— Что же вы это, гражданин Кораблев? — спросил Никита Никитич с усмешкой. — На старости лет решили душегубством заняться?
— А? — старик открыл блеснувшие сумасшедшинкой глаза и вдруг заблажил: — Дык, голуби же… Сруть и сруть на голову, совсем житья нет… Я их, подлюг, где могу — стреляю. Вреда людям нет, а мне какое-никакое развлечение…
— Понятно, — протянул Кудасов. — На голубей, стало быть, охотимся… Боевыми патронами. Шутник вы, дедушка… А зачем сотрудникам милиции сопротивление оказывали?
Кораблев снова понес какую-то околесицу про срущих везде и всюду голубей, Витя Савельев не выдержал и фыркнул:
— Дурковать решил — под браконьера косит…
Никита Никитич вдруг снова остро взглянул на старика — показалось ему что-то знакомым в его лице, какая-то тревога ворохнулась в груди… Нет, показалось, наверное — на полутемном чердаке серые тени причудливо меняли выражения лиц…
— Ладно.
Кудасов провел ладонью по лицу, будто смахивал с нее невидимую паутину, и повернулся к Резакову:
— Поехали на базу, там с этим Дедушкой Мазаем и поговорим. Голуби, значит…
Никита хмыкнул и направился к выходу с чердака. Он не видел, каким странным и совсем не сумасшедшим взглядом проводил его закованный в наручники старик.
Перекуривая на улице в ожидании, пока Кораблева выведут из дома и усадят в служебную «семерку», Вадим Резаков с удивлением наблюдал за своим шефом — с Кудасовым творилось что-то непонятное: он все время морщился и потирал пальцами лоб. То ли у него голова снова разболелась, то ли он что-то напряженно вспоминал… Когда старика наконец вывели, Никита Никитич буквально впился глазами в его лицо, потом перевел отсутствующий взгляд на Вадима:
— Лешка приехал уже?
Резаков кивнул.
— Отлично, тогда трогаемся на базу. Там и перекусим. Мы в голове, остальные — за нами…
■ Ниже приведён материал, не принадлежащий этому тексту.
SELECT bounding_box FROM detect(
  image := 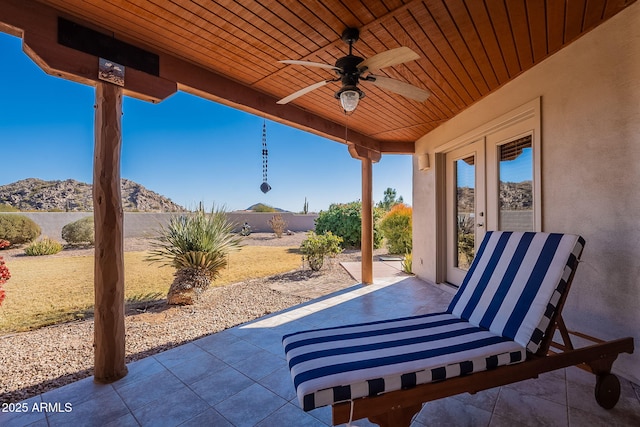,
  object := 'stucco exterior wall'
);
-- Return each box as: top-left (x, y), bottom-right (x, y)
top-left (413, 2), bottom-right (640, 383)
В машине Кудасов закрыл глаза и привалился правым виском к холодному стеклу окошка. Резаков и Семенов молчали. Никита стиснул зубы и в который уже раз мысленно представил себе лицо Кораблева — ему не давало покоя ощущение, что он где-то его уже видел… Где? Когда? Может быть, старик просто похож на кого-то? Кудасов вздохнул, и, не открывая глаз, постарался разбить лицо Мазая на фрагменты: лоб высокий, морщинистый, волосы прямые, короткие, седоватые. Раньше, видимо, были русыми… Брови густые, дугообразные. Нос хрящеватый, средний, прямой, щеки впалые. Уши средние, прижатые. Подбородок — округлый, без ямочки, выступающий. Губы — узкие, бледные. Глаза… Глаза серые, средние, веки чуть опущенные, набрякшие, на левом веке красноватая родинка.
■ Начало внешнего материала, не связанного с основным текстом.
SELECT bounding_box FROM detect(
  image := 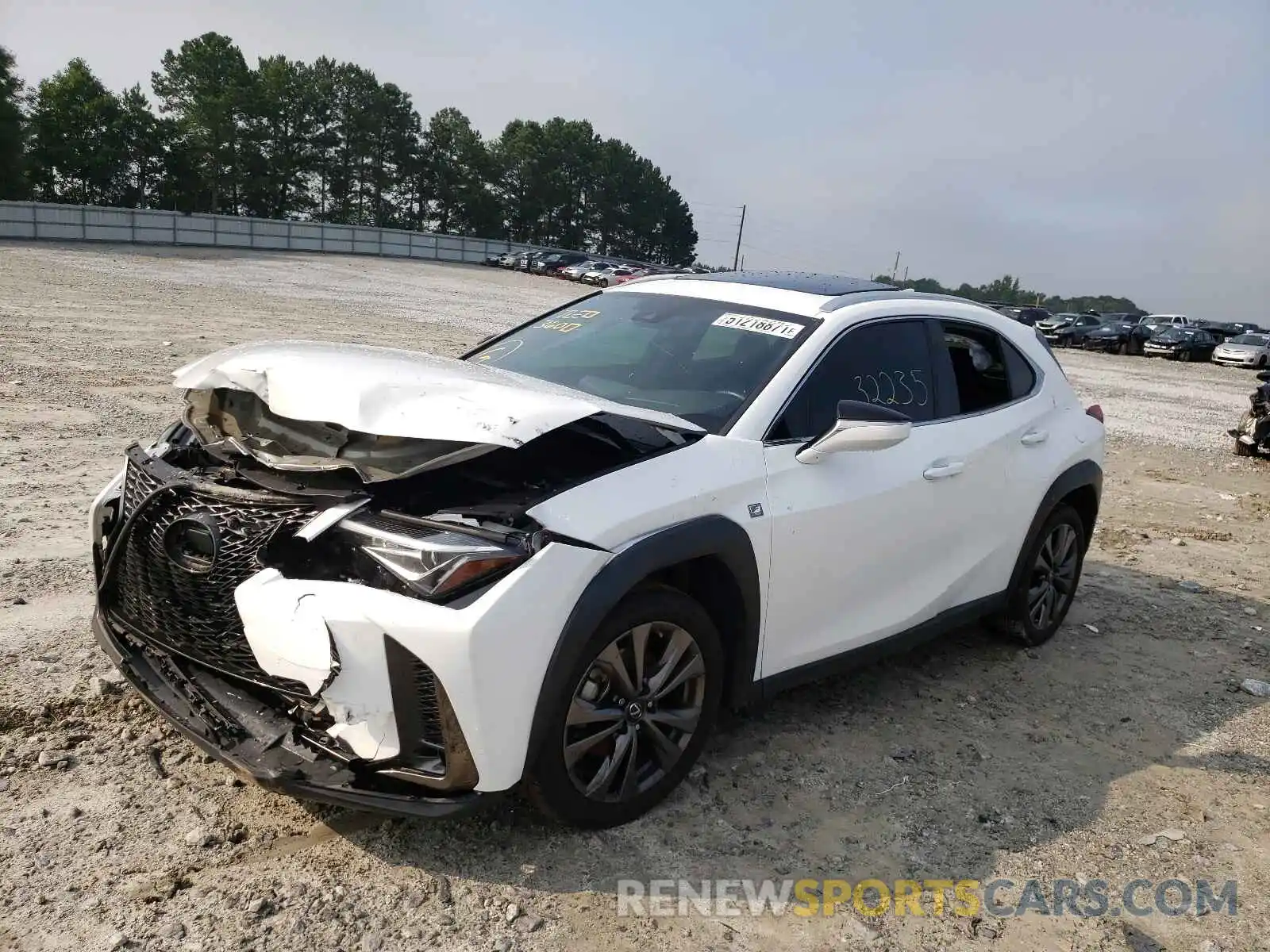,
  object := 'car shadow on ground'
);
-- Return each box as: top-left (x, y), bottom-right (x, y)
top-left (325, 561), bottom-right (1270, 892)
Родинка… На левом веке красноватая родинка… Красноватая родинка на левом веке!!
— Стой! — хрипло сказал, выпрямляясь в кресле, Кудасов. — Леша, стой!
— Что случилось, Никита Никитич? — удивленно повернул голову Семенов. Кудасов схватил его за плечо:
— Тормози, говорю!
Увидев выражение лица Кудасова, Леша округлил глаза, открыл рот, а потом сразу же включил «аварийку» и прижался к поребрику — за ним остановились и остальные машины, следовавшие «цугом» — то есть друг за другом. Место для остановки было выбрано, безусловно, не самое удачное — они только-только проехали завод шампанских вин на вечно забитой машинами Свердловской набережной…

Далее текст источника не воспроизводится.